GPS phones confiscated from reporters in Iraq 

 

15:26 31 March 03 

Will Knight 

 

Satellite phones with built-in Global Positioning System (GPS) capabilities have been 
confiscated from journalists travelling with US troops inside Iraq, due to fears that 
they could inadvertently reveal their positions. 

Reporters "embedded" with the troops have been asked to hand over satellite telephones 
operated by Thuraya Satellite Telecommunications, a communications company based in 
Abu Dhabi. The restriction is limited to units near the war's front-line and is 
expected to be temporary, a spokesman for US central command in Qatar told New 
Scientist .

A spokeswoman for the US Department of Defense added that reporters with unaffected 
satellite phones would be asked to share them and that military communications 
equipment would be made available when possible.
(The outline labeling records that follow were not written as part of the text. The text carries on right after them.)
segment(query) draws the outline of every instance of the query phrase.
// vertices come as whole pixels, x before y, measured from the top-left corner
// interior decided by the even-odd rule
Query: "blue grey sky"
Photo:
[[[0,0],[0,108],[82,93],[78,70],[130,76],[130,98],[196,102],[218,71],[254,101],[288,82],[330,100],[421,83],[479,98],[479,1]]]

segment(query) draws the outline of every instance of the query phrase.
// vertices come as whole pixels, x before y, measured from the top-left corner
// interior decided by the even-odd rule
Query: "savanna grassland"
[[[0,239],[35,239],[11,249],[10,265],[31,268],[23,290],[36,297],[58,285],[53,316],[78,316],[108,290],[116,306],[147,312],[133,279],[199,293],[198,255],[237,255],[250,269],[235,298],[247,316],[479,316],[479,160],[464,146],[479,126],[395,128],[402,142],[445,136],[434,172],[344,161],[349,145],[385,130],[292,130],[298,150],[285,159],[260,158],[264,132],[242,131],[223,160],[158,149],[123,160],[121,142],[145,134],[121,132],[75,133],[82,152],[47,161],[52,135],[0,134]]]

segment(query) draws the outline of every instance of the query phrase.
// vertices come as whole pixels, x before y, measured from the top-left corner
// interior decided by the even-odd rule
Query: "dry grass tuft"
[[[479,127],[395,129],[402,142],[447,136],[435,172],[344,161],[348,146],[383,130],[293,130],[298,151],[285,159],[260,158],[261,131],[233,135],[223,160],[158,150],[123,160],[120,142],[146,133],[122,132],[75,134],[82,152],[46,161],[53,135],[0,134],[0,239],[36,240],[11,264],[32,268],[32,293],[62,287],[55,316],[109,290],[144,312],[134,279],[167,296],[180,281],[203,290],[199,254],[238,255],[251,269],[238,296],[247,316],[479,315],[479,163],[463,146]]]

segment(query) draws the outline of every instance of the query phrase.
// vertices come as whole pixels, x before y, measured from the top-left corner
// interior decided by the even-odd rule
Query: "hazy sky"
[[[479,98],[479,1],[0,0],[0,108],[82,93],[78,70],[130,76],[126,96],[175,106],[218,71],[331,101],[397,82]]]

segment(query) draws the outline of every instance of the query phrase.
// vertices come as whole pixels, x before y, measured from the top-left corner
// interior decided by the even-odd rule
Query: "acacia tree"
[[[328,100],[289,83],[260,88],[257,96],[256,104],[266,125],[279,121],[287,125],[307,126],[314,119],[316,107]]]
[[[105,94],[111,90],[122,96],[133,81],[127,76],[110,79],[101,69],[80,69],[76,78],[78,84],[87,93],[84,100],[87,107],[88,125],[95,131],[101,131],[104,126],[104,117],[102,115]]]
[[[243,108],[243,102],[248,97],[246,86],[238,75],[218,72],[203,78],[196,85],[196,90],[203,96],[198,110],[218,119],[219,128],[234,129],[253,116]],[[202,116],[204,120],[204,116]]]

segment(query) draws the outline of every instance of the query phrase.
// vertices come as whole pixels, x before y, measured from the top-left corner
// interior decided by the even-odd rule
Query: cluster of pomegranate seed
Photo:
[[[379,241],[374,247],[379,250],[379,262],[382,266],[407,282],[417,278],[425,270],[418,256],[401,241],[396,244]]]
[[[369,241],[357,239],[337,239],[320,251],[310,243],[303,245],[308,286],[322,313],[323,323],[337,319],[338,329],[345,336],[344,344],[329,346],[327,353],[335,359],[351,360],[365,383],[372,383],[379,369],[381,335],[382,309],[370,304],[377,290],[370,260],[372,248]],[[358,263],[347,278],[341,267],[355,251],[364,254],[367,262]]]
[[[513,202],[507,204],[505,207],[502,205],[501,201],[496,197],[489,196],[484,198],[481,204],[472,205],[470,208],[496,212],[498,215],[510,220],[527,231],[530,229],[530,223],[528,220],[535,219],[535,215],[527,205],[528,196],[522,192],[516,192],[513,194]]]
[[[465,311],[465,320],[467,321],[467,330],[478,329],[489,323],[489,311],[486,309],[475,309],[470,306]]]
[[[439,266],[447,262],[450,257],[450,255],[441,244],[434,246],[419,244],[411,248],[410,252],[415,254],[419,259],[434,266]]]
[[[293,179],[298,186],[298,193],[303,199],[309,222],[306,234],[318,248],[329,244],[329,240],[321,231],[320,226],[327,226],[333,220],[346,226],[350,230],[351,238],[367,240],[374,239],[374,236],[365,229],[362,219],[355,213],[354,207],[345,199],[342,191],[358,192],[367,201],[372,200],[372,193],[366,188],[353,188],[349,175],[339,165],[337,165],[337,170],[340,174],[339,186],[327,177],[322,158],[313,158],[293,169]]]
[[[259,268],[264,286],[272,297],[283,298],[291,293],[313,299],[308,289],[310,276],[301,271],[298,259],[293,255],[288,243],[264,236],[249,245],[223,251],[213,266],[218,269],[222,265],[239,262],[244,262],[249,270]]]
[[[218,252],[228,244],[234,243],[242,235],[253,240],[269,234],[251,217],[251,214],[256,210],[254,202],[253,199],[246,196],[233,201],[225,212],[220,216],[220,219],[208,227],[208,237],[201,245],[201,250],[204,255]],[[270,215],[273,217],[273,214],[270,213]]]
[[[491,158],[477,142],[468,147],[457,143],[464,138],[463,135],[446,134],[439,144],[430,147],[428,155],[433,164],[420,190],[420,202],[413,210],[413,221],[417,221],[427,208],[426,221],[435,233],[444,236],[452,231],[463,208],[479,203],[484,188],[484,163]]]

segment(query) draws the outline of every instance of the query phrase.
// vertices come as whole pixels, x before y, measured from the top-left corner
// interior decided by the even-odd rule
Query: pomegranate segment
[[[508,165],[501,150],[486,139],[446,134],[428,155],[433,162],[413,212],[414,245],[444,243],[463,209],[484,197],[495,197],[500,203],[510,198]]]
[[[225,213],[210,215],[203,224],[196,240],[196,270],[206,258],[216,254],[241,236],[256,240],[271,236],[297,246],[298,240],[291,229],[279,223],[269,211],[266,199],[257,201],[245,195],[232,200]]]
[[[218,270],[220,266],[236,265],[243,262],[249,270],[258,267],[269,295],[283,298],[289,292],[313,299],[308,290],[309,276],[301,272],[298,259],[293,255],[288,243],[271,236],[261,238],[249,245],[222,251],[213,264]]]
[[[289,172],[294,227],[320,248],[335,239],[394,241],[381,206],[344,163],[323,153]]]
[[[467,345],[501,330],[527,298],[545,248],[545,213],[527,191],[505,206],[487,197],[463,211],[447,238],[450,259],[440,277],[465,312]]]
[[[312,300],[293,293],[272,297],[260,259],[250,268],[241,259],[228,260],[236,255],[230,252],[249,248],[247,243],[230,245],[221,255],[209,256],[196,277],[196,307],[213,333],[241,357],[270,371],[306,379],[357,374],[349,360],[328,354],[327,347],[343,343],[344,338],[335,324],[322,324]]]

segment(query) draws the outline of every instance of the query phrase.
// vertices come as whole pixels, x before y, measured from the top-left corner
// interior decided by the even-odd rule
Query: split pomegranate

Replacement phones could also be sent 
to the front line. 

Richard Langley, a GPS expert at the University of New Brunswick, Canada, says US 
military commanders may be concerned that positioning information embedded in signals 
sent by the Thuraya phones could be intercepted and used by Iraqi forces to locate and 
attack US troops. 

"It's not impossible, although it would be rather difficult," Langley told New 
Scientist . "The signals are line-of-sight [from handset to satellite] so very little 
would leak out and be interceptable on the ground." 


Ground station intercept 

It would be easier to intercept the signal as it arrives from the satellite at the 
network operator's ground station, he says. But even in this case, any interceptor 
would still have to crack the encryption protecting the signal. 

An alternative concern is that the US military are worried that computers used to 
store call information are vulnerable to cyber attack. "Perhaps the concern was that 
there would be a log of these positions kept on a computer somewhere," Langley says. 

Positional information captured by any means would only be useful for as long as the 
caller remained in the same place, he notes: "Anyone wanting to use the information 
would have to work quickly." 

Thuraya telephones can connect to GSM mobile phone networks when they are available, 
and a satellite network when in more remote areas. The phones can also be used as a 
GPS receiver, determining its position by communicating with satellites in the GPS 
constellation. 

If the GPS functionality is switched on, the caller's co-ordinates are automatically 
embedded in the voice signal sent to the communications satellites.